Ashland (ASH 0.18%) is a chemicals company that also happens to own Valvoline. It's dealing with two notable issues right now -- sluggish economic growth and its own efforts to rejigger its portfolio. Continued success with the latter could lead investors to rethink how they value the company. So here are three reasons Ashland stock could rise.

The Valvoline spin
The biggest thing going on at Ashland right now is the attempt to spin off Valvoline, the motor oil and oil change business that accounts for roughly 40% of revenues. The thing is, Valvoline really has its own brand identity and a vastly different business model than the rest of Ashland's chemical focused businesses. So a spinoff makes sense in many ways, even though some large shareholders would rather the transaction not take place.

Ashland is two brands in one. Source: Ashland.

This is really very different from, and lot simpler than, what's going on at Dow Chemical (DOW) and DuPont (DD). This pair is linking up while both are struggling with the goal of cutting costs and then breaking up into as many as three companies. Investors have rewarded this pair despite the fact that the total transformation is years away and incredibly complex. Ashland's break is child's play in comparison and should be over and done with by the end of the year.

Indeed, if Ashland does successfully spin off Valvoline, it will allow the two entities to focus on their core operations and give investors the opportunity to value each of the parts on its own merits. Valvoline, for it's part, has been doing quite well, with Ashland CEO Bill Wulfsohn explaining during the company's fiscal first-quarter conference call that "the Valvoline team delivered record Q1 earnings." So, unlike Dow and DuPont, Ashland is set to provide an asset with real value to shareholders in short order.

So it's reasonable to expect that Valvoline will be greeted warmly by the market and, on balance, provide investors with a net benefit. But what about the chemicals businesses?

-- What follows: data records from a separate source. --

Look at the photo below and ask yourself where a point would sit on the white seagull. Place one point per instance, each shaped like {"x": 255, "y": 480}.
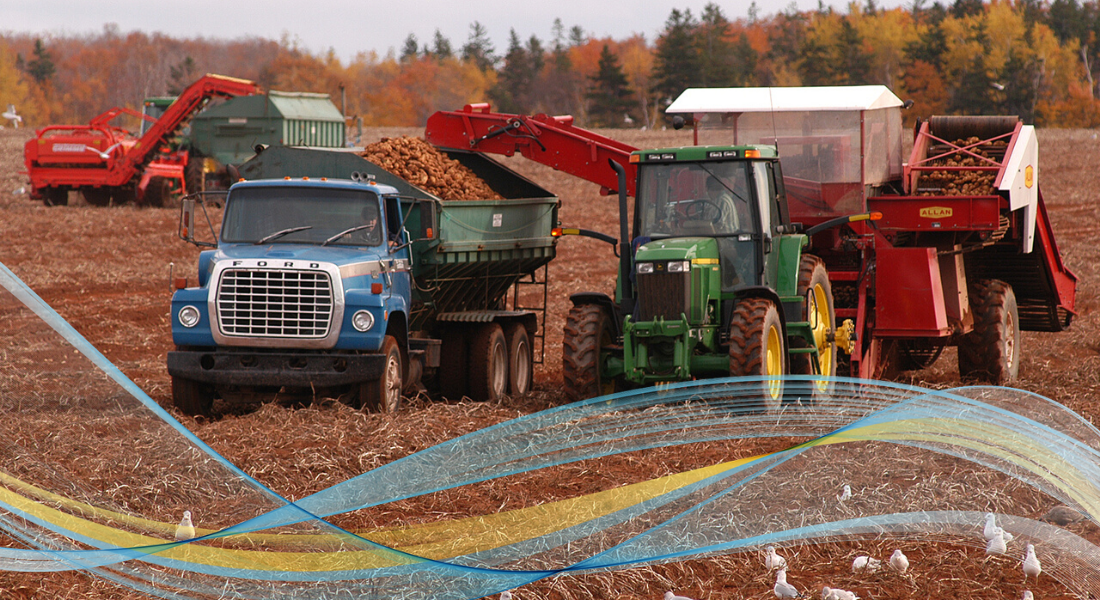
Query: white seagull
{"x": 1031, "y": 564}
{"x": 186, "y": 530}
{"x": 866, "y": 564}
{"x": 773, "y": 560}
{"x": 899, "y": 562}
{"x": 782, "y": 589}
{"x": 997, "y": 544}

That's going to be a harder sell right now, but there's good things going on there, too.

Getting tough in a tough market
To be honest, the chemicals business will benefit most if demand and pricing in the chemicals markets it serves pick up. For example, it sells into the oil and gas drilling market, which is feeling the sting of falling commodity prices. That's a big headwind, and there's not a whole lot the company can do about the broader trends in the chemicals business. However, it is working hard to control the aspects of its business that it can control.

Specifically, Ashland is working to get a handle on costs and improve its business mix. On that score, the CEO noted that "while overall revenues declined the Ashland team drove a 240 basis point improvement in EBITDA margins versus prior year." Despite a difficult sales environment, Ashland has been able to aggressively control costs and improve its efficiency. That's being hidden by the broad weakness in the chemicals markets.

And there are some key areas to watch, like pharmaceutical, personal care products, and coatings. These are three areas on which the company is focusing and that managed to put up solid results despite the overall weakness. At some point, the company's successful navigation of the current market will start to shine through. And it probably won't require a full-on industry upturn, just some industry stabilization.

To be fair, a global recession would hurt Ashland. But anything from a flat market to an uptick would likely lead investors to see the solid progress the company has made.

But maybe sooner
There's a wild card here, however. That's because part of Ashland shifting its business around has involved divestitures. Those asset sales helped to depress the top line at a bad time for the broader industry, making Ashland's performance look worse than it really has been of late. For example, when it sold its water technologies business it lost roughly $1.7 billion in annual revenues.

A lot of hard work has remade Ashland's business. Source: Ashland.

The timing of this is important. However, since the sale was completed in August, that means those revenues are still in the year-over-year sales comparisons. That's going to change later this year, and Ashland's top-line results will start to look a lot better relative to previous periods. Investors are likely to react well to stronger year-over-year comparisons even if the broader chemicals space is still struggling.

Down for a reason
Ashland's shares have fallen more than 25% over the past year. There are some good reasons for that, but it doesn't mean that Ashland isn't performing well operationally. Yes, a broad industry upturn will do far more for the company's results and investor perception than any other factor. But there are at least three reasons to think Ashland's stock could rise before that.

The big ones are the company's efforts to create value for shareholders via a successful spinoff of Valvoline, the continuation of solid operational improvements despite the difficult market, and a new revenue baseline without the headwind of divestitures. So if you're watching Ashland, pay attention to this trio, they could lead to higher pricing. And that uptick could happen before the broader chemicals industry starts to strengthen since so much of what Ashland is doing is structural in nature.